Chronic stress also carries serious long-term costs: metabolic problems, declining cognitive abilities, and ultimately, burnout—for you and your team.

The Leadership Imperative: Protect Your and Your Team’s Energy Budget

Working in balance isn’t a management luxury or soft—it’s essential for sustainable performance. Better health, better decisions, better results. All flow from managing energy, not just time.

Five High-Impact Energy Actions for Leaders

1. Build a culture of genuine listening
Make “listening to understand” a core competency tied to performance metrics. This creates body budget deposits that fuel engagement and trust.

2. Confront behavior that drains social energy
Identify and address actions that undermine belonging and psychological safety. When the stress-response is constant, these become silent killers of team energy budgets.

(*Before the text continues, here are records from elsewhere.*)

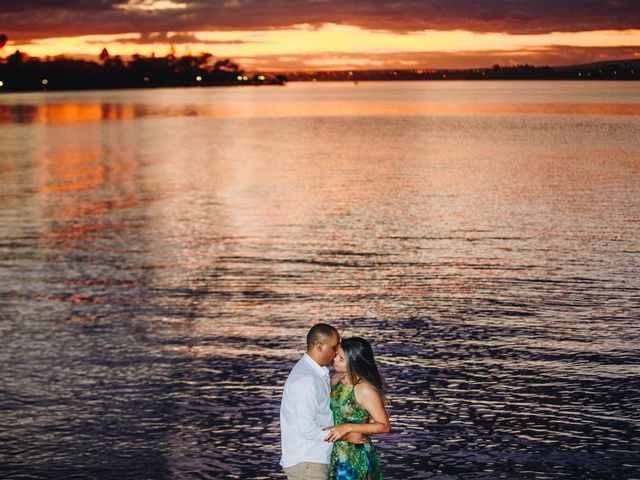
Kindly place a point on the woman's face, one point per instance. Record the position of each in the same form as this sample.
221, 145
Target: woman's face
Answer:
340, 362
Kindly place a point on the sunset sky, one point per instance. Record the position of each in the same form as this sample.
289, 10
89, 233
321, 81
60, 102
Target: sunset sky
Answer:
331, 34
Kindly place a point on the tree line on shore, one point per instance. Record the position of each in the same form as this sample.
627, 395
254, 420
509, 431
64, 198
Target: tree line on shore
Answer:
19, 72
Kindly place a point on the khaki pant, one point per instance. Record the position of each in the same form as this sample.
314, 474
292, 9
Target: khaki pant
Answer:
307, 471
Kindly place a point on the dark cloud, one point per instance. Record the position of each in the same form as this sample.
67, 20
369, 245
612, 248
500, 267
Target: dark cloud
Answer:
557, 55
41, 18
166, 39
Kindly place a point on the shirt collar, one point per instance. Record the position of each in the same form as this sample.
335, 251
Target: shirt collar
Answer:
322, 371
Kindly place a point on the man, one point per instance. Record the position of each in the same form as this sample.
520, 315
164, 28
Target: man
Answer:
305, 409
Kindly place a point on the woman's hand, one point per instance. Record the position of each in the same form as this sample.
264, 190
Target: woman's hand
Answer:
337, 432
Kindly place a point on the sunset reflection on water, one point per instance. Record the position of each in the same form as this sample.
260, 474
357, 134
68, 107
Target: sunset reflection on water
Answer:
164, 253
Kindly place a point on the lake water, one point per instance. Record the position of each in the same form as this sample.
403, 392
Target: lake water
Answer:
163, 253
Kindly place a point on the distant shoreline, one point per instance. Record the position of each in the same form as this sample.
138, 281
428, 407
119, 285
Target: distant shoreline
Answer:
19, 73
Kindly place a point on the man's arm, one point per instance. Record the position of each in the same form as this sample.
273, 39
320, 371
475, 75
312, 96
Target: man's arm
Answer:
306, 405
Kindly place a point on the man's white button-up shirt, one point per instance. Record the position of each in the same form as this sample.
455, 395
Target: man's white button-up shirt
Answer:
304, 412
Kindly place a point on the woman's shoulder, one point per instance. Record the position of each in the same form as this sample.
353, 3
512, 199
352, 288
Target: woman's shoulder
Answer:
336, 378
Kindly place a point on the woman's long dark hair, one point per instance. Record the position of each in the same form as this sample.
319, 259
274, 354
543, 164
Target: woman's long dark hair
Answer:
361, 366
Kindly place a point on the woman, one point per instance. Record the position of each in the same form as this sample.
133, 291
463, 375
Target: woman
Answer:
358, 405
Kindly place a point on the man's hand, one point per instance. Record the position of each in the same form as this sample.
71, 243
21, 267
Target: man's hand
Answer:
357, 438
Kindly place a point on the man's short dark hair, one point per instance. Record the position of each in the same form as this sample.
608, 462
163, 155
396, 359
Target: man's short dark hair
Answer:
319, 333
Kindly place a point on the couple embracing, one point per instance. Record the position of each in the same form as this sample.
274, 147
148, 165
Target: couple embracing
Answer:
326, 421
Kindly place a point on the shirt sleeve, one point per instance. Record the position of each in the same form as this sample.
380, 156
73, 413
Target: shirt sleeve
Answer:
306, 407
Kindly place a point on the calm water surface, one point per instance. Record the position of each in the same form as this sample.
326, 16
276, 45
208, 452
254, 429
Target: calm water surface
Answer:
163, 253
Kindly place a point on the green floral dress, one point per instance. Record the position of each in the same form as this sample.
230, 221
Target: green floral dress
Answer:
348, 460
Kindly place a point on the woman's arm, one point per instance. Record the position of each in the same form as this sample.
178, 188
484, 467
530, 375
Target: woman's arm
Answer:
371, 400
336, 378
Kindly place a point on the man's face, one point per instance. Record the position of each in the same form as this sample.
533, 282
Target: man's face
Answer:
328, 350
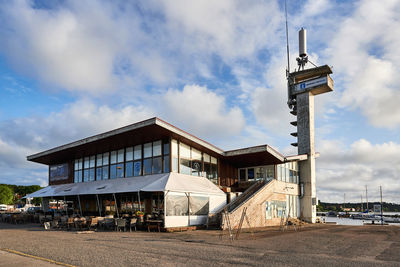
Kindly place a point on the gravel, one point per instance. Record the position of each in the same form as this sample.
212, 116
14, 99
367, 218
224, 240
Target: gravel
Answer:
314, 245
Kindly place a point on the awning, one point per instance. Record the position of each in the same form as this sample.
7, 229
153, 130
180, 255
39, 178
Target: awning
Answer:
150, 183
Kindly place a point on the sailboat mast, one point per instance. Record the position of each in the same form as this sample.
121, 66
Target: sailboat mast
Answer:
366, 196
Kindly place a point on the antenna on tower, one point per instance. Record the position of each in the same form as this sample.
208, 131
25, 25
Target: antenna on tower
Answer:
303, 57
288, 77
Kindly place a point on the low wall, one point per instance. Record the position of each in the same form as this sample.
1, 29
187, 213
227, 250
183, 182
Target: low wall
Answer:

3. Recognize and reinforce collaboration
Actively acknowledge behaviors that build psychological safety. Recognition multiplies these deposits across your organization and reinforces the values you appreciate.

4. Elevate recovery as performance strategy
Monitor energy levels explicitly. Make recovery part of how you define sustainable performance, not a sign of weakness. Remember, high performance elite athletes eventually realize that recovery is as important than quality training.

5. Create boundaries against systemic overload
When organizational demands chronically exceed your team’s energy capacity, you must create protective boundaries. This is leadership courage.

The Bottom Line

The path to sustainable high performance isn’t necessarily working more hours. It’s also optimizing your team’s energy budget—maximizing deposits while minimizing wasteful withdrawals. This means creating an organization that encourages behaviors that make energy deposits and discourages attitudes and behaviors that trigger chronic stress and place people’s autonomic nervous systems on high alert,

When you build a culture that manages energy as strategically as you manage budgets and timelines, performance improvements aren’t just possible. They’re inevitable.